Release profiles of ketorolac. Another important function of hydrogels for wound healing therapy is the controlled release of substances with therapeutic function. Ketorolac is a non-steroidal anti-inflammatory widely used for wound healing.⁵⁹ Fig. 13 shows the release profiles of ketorolac in PBS-1X (pH 7.4) at 37 °C. The release profiles reveal that the concentration of ketorolac in the medium increases rapidly during the first 3 h of contact. After that time, the concentration of ketorolac does not increase significantly. The maximum values of concentration of released ketorolac were 5.6 ± 0.5, 4.7 ± 0.4, 5.6 ± 0.5, and 6.1 ± 0.5 μg mL⁻¹ for ColGG, and the composites containing MgMOF74, CaMOF74, and Zn(Atz)(Py), respectively. These values represent a released mass of drug of 112 ± 10, 94 ± 8, 112 ± 10, and 122 ± 10 μg. Thus, the release efficiency of ketorolac was 28 ± 2.5, 23.5 ± 2, 28 ± 2.5, and 30.5 ± 2.5% for ColGG, ColGG-MgMOF74, ColGG-CaMOF74, and ColGG-Zn(Atz)(Py), respectively, with respect to the initial mass of loaded ketorolac in the hydrogels. These results indicate that ketorolac is strongly retained in the polymer matrix by intermolecular forces, mainly hydrogen bonding, limiting your release under these conditions. According to the evaluated structural and physicochemical properties of composite hydrogels, the surfaces with higher granular agglomeration based on Zn(Atz)(Py) allow higher release of the drug of interest. These results could be used to load inside composites other molecules with therapeutic interest in wound healing, such as anti-inflammatories, analgesics, and/or antibiotics, where the controlled release promoted by the structure of the composite scaffolds could benefit the healing process if they are used as dressings.
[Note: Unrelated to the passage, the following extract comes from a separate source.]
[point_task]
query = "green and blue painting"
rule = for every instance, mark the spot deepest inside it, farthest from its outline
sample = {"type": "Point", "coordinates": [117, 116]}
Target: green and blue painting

Fig. 13 Release profiles of ketorolac in PBS 1X at 37 °C.

Experimental

Materials

Collagen from porcine dermis was extracted by enzymatic hydrolysis following the procedure reported elsewhere.⁶⁰ A polyurethane prepolymer used as the crosslinking agent was synthesized reacting hexamethylene diisocyanate with glycerol ethoxylate as reported in.⁶¹ Guar gum (extracted from Cyamopsis tetragonoloba, M_w ≈ 220 kDa) and the reagents used for the synthesis of MOFs and polyurethane are commercially available in Sigma Aldrich Co.

Synthesis of MOFs

CaMOF74 and MgMOF74 were synthesized under hydrothermal conditions based on the methodology reported by Ranjbar.⁶² For this, 2.9307 g (17.4 mmol) of 2,6-pyridinedicarboxylic acid (H₂Py) and 1.4030 g (34.8 mmol) of NaOH were dissolved in 30 mL of water. Then, 8.2825 g (34.8 mmol) of Ca(NO₃)₂·4H₂O or 8.9031 g (34.8 mmol) Mg(NO₃)₂·6H₂O previously dissolved in 20 mL of water were added. The mixture was vigorously stirred for 5 min and transferred to a teflon-lined hydrothermal autoclave and heated at 120 °C for 72 h. The solid product was filtered, rinsed with water, and dried at 70 °C for 24 h. CaMOF74, yield: 3.0508 g (21.9% respect to Ca). MgMOF74, yield: 4.0294 g (31.7% respect to Mg).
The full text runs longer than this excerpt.